Re: SPARQL limit doesn't work
Hi, yes, same select as only query gets exactly limit amount of triples. On 18/10/2022 16.48, Lorenz Buehmann wrote: did you get those results when running only this subquery? Afaik, the default limit of the Lucene text query is at most 10 000 documents - and I don't think that the outer LIMIT would make it to the Lucene request On 18.10.22 13:35, Mikael Pesonen wrote: I have a bigger query that starts with inner select { SELECT ?s ?score WHERE { (?s ?score) text:query (skos:prefLabel skos:altLabel "\"xx yy\"" "lang:en" ) . } order by desc(?score) offset 0 limit 1000 } There are about 1 results. limit 1000 returns ~560 and limit 100 ~75 results. How do I page results correctly? -- Lingsoft - 30 years of Leading Language Management www.lingsoft.fi Speech Applications - Language Management - Translation - Reader's and Writer's Tools - Text Tools - E-books and M-books Mikael Pesonen System Engineer e-mail: mikael.peso...@lingsoft.fi Tel. +358 2 279 3300 Time zone: GMT+2 Helsinki Office Eteläranta 10 FI-00130 Helsinki FINLAND Turku Office Kauppiaskatu 5 A FI-20100 Turku FINLAND
Re: SPARQL limit doesn't work
did you get those results when running only this subquery?
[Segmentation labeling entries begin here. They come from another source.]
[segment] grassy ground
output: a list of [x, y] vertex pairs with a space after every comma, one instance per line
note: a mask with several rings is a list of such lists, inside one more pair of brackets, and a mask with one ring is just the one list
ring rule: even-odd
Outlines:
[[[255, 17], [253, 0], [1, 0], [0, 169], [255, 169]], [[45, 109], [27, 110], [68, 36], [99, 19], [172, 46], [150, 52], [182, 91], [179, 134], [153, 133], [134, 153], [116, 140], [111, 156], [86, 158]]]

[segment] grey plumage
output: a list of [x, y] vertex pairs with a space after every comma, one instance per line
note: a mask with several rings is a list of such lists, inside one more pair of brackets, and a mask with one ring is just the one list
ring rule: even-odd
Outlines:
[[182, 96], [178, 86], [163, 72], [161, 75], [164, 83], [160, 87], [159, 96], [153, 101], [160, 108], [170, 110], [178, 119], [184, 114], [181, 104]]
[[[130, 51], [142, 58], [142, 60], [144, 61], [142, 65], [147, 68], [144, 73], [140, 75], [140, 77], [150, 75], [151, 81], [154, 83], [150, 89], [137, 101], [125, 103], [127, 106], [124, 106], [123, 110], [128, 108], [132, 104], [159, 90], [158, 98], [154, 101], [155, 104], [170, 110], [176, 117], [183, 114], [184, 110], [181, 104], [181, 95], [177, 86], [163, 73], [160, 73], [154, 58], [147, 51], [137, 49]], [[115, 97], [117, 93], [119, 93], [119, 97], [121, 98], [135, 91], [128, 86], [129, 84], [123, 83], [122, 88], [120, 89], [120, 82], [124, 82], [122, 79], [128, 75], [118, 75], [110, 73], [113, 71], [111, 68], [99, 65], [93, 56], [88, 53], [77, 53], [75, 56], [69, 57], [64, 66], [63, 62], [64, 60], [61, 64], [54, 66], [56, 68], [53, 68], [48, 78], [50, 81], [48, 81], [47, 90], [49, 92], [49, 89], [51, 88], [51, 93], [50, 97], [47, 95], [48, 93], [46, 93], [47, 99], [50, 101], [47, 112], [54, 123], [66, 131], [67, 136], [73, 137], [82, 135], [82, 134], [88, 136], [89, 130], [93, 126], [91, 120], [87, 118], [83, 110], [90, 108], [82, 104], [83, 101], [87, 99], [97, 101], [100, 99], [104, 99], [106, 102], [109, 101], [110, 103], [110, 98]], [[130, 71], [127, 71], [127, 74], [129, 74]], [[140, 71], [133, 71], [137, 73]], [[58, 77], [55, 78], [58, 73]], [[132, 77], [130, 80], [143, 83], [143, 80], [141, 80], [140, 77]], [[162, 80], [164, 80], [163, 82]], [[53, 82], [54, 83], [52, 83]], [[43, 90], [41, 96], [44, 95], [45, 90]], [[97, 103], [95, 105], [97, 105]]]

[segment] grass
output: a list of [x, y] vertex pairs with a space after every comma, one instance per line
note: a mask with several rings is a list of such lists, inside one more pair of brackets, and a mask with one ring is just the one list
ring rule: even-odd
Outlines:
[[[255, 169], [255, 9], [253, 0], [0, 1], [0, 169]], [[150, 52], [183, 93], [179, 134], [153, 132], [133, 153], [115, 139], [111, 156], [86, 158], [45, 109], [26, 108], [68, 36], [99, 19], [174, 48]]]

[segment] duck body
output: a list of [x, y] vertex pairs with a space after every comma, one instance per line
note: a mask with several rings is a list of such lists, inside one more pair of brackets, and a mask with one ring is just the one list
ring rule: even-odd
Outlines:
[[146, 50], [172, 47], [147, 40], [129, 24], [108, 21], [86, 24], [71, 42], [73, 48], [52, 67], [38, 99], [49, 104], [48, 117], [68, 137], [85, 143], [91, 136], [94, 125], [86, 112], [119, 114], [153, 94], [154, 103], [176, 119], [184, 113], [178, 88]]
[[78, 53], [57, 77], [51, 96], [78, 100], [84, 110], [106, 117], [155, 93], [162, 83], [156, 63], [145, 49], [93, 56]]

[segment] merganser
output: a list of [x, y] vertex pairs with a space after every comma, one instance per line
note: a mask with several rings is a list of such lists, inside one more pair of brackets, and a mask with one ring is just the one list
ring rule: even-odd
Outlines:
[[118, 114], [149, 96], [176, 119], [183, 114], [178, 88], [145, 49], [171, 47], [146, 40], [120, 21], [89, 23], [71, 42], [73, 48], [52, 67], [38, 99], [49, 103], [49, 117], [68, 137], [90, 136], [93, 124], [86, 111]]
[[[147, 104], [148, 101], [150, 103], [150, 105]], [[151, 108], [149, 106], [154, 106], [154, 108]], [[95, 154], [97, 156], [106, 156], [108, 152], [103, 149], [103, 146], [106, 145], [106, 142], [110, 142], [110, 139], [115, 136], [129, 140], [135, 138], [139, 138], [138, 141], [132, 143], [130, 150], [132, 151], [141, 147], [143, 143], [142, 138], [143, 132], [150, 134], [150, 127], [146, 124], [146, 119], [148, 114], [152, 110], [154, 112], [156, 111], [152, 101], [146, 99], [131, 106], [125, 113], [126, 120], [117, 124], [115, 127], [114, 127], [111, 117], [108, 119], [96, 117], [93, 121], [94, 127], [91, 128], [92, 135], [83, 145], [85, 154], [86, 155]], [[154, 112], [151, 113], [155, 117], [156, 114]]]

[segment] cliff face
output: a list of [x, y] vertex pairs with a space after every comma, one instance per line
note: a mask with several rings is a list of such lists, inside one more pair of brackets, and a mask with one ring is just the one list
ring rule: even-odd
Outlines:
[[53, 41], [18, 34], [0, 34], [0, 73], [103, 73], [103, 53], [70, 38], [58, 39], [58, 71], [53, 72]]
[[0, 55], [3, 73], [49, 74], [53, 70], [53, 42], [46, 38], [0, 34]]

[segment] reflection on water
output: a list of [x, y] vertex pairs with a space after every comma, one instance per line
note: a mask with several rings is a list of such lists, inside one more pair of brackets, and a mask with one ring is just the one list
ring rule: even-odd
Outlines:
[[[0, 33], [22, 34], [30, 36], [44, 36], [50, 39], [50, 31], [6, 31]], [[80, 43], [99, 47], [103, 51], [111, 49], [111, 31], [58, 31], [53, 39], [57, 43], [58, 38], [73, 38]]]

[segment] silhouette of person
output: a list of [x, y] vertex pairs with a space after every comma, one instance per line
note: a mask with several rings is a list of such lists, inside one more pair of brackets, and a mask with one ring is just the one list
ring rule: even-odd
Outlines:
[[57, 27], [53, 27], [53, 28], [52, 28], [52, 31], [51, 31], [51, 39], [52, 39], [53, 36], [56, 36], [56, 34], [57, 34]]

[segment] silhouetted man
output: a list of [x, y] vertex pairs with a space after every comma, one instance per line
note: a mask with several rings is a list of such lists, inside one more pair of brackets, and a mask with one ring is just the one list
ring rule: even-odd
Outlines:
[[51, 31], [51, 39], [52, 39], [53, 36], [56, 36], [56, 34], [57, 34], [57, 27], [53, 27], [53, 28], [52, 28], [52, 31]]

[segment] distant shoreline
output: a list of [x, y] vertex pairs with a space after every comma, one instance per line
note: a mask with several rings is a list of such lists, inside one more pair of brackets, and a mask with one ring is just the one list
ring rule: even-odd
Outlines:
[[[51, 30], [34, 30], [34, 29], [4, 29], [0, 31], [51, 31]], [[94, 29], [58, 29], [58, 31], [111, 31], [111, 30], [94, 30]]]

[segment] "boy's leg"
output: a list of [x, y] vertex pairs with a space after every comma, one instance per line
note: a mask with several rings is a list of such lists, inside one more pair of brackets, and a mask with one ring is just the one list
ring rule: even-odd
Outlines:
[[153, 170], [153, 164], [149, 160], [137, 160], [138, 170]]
Afaik, the default limit of the Lucene text query is at most 10 000 documents - and I don't think that the outer LIMIT would make it to the Lucene request On 18.10.22 13:35, Mikael Pesonen wrote: I have a bigger query that starts with inner select { SELECT ?s ?score WHERE { (?s ?score) text:query (skos:prefLabel skos:altLabel "\"xx yy\"" "lang:en" ) . } order by desc(?score) offset 0 limit 1000 } There are about 1 results. limit 1000 returns ~560 and limit 100 ~75 results. How do I page results correctly?
SPARQL limit doesn't work
I have a bigger query that starts with inner select { SELECT ?s ?score WHERE { (?s ?score) text:query (skos:prefLabel skos:altLabel "\"xx yy\"" "lang:en" ) . } order by desc(?score) offset 0 limit 1000 } There are about 1 results. limit 1000 returns ~560 and limit 100 ~75 results. How do I page results correctly?